The masks :


     For the Dogon, the village space guarantees order and security. On the other hand, the ambivalence of the bush is notorious. It can be both dangerous and beneficial. It is the world of the invisible. There are all types of evil spirits roaming about. But the bush is also a source of life where food and medicinal plants abound. Wild animals have gifts for clairvoyance. When a Dogon travels and sleeps in the bush, his totem-animal (Ba-Binu - see page 21) will look after him.

     It is on the occasion of a Dama that new masks are carved. The fibres for the costumes are prepaired and painted in the bush. Whereas the wooden headpieces may be carved, hidden from the sight of others, in the village. To attain their full magical powers, they are to be submitted to various rituals. In Sangha, the Wala Banga is to make a sacrifice for all masks on the mask altar (Wala). The owners of the masks do not assist. Each individual, however, will make sacrifices on his private altar in order to seek protection against sorcery. In some other villages, mask owners may want to seek protection through the intervention of mask dignitaries at Yougo Dogorou.

     Today mask carving outside a ritual context has become frequent. The sale of such objects to tourists is no problem at all. But the sale of a mask that is still "active" in a ritual sense must be done with utmost care and requires ritual precautions.

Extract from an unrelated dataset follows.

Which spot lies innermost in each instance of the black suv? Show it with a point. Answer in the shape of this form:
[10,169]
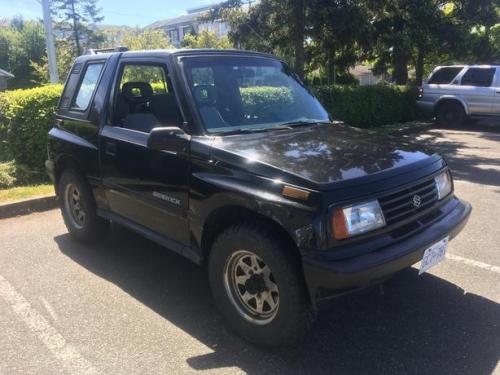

     Dogon myths as related by Marcel Griaule give a good idea as to the significance of certain masks :

     Mask Satimbe : This mask represents the woman who, in mythical times, captured the old Albarga and stole the masks from the Andumbulu ( supernatural beings). One day in the bush she surprised them dancing. They fled and left behind their masks and costumes made of red fibres. She disguised herself with it and returned to where she came from. The men from her village took it all away from her (Albarga included) and hid everything in a cave, for example, the sacred cave of Albarga at Yougo Dogorou (see pages 13 & 37).

sangha : satimbe masks
sangha : satimbe masks
sangha : satimbe masks

     According to certain traditions the name of the lady is Yayeme and she came originally from the village of Yendouma. Following these events, the woman who discovered the masks was nominated "Ya Sigine" (the sister of the masks). Today the "Ya Sigine" priestess is the only woman who plays an active role during masked rituals. She is also the sole woman for whom masked dances will be performed at her funeral. Women are completely excluded from all mask-related rituals. During masked dances, they watch on from a fair distance.